On Wednesday, Mr Staunton reiterated that "the clear message" he took away from that conversation was that some way needed to be found "of avoiding any additional call on the Treasury this side of the election".
'Rip off the band-aid'
Ms Munby told Mr Staunton she understood the "huge commercial challenge" of the financial position facing the Post Office, according to his notes.
But she warned him that "politicians do not necessarily like to confront reality".
His memo recorded Ms Munby saying that the Post Office needed to know that in the run up to the next General Election there was no appetite to "rip off the band-aid [sticking plaster]".
"Now was not the time for dealing with long-term issues," the memo said, and that the Post Office needed a plan to "hobble" up to the election.
In response to the memo, Ms Munby said that she did had not seen the meeting as an opportunity to give instructions, but to discuss Mr Staunton's views on the Post Office's performance as a commercial business.
Mr Staunton's memo indicates the conversation appears to have been broader than merely discussing compensation for the sub-postmasters.
Sources close to Mr Staunton said he understood from the conversation that "long-term issues" included the compensation payments to victims of the scandal.
They said as a relatively new chair of a scandal hit business Mr Staunton would want to take decisive action over a long running scandal and he interpreted the civil servant's comments as a warning against taking such action.
On Wednesday, Mr Staunton's spokesperson added he could not "explain why Ms Munby appears now to have a different recollection of the context of the conversation".
He added: "The real tragedy is the plight of the wrongfully convicted postmasters and their families and that this is what we should be focussing on rather than the unseemly political spat... which this seems to have degenerated into."

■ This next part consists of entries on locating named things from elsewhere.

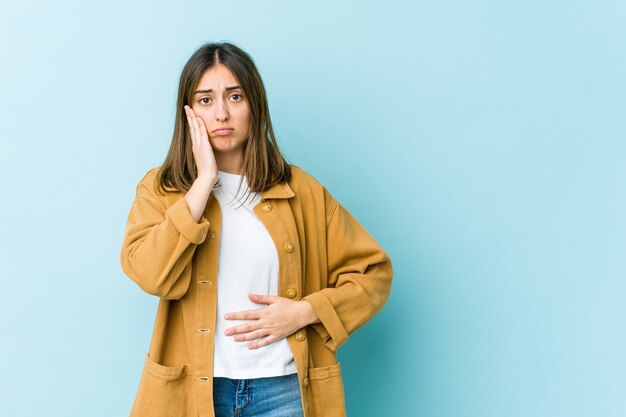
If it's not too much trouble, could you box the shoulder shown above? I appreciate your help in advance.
[136,165,166,199]
[289,164,324,188]
[288,164,337,212]
[139,165,161,185]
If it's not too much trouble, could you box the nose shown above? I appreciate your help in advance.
[215,100,229,122]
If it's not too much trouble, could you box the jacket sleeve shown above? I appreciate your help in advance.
[303,190,393,351]
[120,172,209,300]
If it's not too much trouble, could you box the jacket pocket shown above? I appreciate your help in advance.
[309,363,346,417]
[130,353,197,417]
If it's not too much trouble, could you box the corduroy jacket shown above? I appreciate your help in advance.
[120,165,392,417]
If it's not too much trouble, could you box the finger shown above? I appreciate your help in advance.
[248,335,279,349]
[233,329,269,342]
[224,321,259,336]
[248,294,280,304]
[224,309,263,320]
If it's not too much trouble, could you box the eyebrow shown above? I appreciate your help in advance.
[194,85,241,94]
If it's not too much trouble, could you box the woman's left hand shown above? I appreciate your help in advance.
[224,294,319,349]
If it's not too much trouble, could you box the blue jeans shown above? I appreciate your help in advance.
[213,373,304,417]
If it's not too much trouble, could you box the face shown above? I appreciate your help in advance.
[191,64,250,153]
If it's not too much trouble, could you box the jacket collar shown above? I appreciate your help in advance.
[261,182,295,200]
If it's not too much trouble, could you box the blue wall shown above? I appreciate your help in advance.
[0,0,626,417]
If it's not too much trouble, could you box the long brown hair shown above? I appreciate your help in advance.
[155,42,291,195]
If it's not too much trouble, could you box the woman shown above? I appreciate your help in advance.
[121,43,392,417]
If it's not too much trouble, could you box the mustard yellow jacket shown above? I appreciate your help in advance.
[120,165,392,417]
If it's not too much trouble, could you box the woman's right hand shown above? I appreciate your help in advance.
[185,105,217,182]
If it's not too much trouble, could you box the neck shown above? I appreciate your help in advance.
[213,151,243,175]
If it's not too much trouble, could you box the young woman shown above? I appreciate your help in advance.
[121,43,392,417]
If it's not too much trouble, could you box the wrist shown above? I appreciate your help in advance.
[300,300,321,326]
[196,174,217,187]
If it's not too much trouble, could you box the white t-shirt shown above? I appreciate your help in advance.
[213,171,296,379]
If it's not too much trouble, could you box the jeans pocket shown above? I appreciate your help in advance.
[309,363,346,417]
[130,354,196,417]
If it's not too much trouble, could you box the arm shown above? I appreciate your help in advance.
[120,171,216,299]
[303,190,393,351]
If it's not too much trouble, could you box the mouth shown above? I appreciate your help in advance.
[213,128,233,136]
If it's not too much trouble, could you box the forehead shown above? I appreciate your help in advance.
[198,64,237,89]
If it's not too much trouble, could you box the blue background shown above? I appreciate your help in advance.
[0,0,626,417]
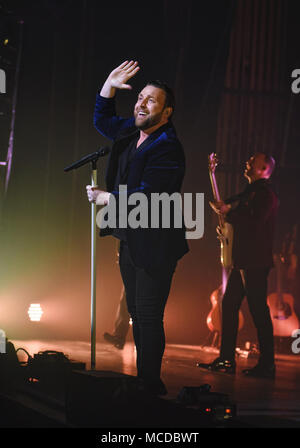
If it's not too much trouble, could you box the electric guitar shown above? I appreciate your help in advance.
[206,153,244,333]
[208,153,233,268]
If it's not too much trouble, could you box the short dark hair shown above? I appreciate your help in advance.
[256,152,276,177]
[146,79,175,117]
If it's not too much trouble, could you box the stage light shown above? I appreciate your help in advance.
[28,303,43,322]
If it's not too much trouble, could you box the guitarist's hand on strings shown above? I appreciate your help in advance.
[209,201,231,215]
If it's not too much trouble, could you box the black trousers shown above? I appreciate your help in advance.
[119,242,176,384]
[220,268,274,364]
[113,286,129,343]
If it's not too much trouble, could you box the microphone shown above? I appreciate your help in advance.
[64,146,110,172]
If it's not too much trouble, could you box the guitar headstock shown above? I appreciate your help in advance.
[208,152,219,173]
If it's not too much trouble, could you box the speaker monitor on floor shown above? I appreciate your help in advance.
[66,370,155,427]
[66,370,232,428]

Business Secretary Kemi Badenoch had also denied the Post Office chair had been told to stall payments, saying there was "no evidence" to support the claim and accused him of spreading "made-up anecdotes".
She insisted the government had done "everything it can" to speed up payments to those wrongfully prosecuted and that it would be "a mad thing to even suggest".
At Prime Minister's Questions on Wednesday, Sir Keir Starmer called on the prime minister to commit to releasing correspondence relating to the row.
The Labour Leader quoted the campaigning former sub-postmaster Christopher Head, saying "we need to see the correspondence between the Post Office, the department and UKGI because all of the time everything gets shrouded in secrecy."
When he was asked repeatedly whether he wanted to repeat Ms Badenoch's allegations relating to Mr Staunton, Prime Minister Rishi Sunak declined to do so.
Sir Keir also raised the BBC's recent investigation which revealed David Cameron's government knew the Post Office had ditched a secret investigation in 2016 that might have helped wrongly accused postmasters prove their innocence.
Mr Sunak declined to commit directly to releasing the correspondence and said the current inquiry into the Post Office Scandal was the "right and proper way to get truth the victims deserve".
Some Conservative MPs the BBC has spoken to privately questioned the wisdom of Ms Badenoch attacking Mr Staunton so vociferously. "Why add oxygen to the row?" they asked.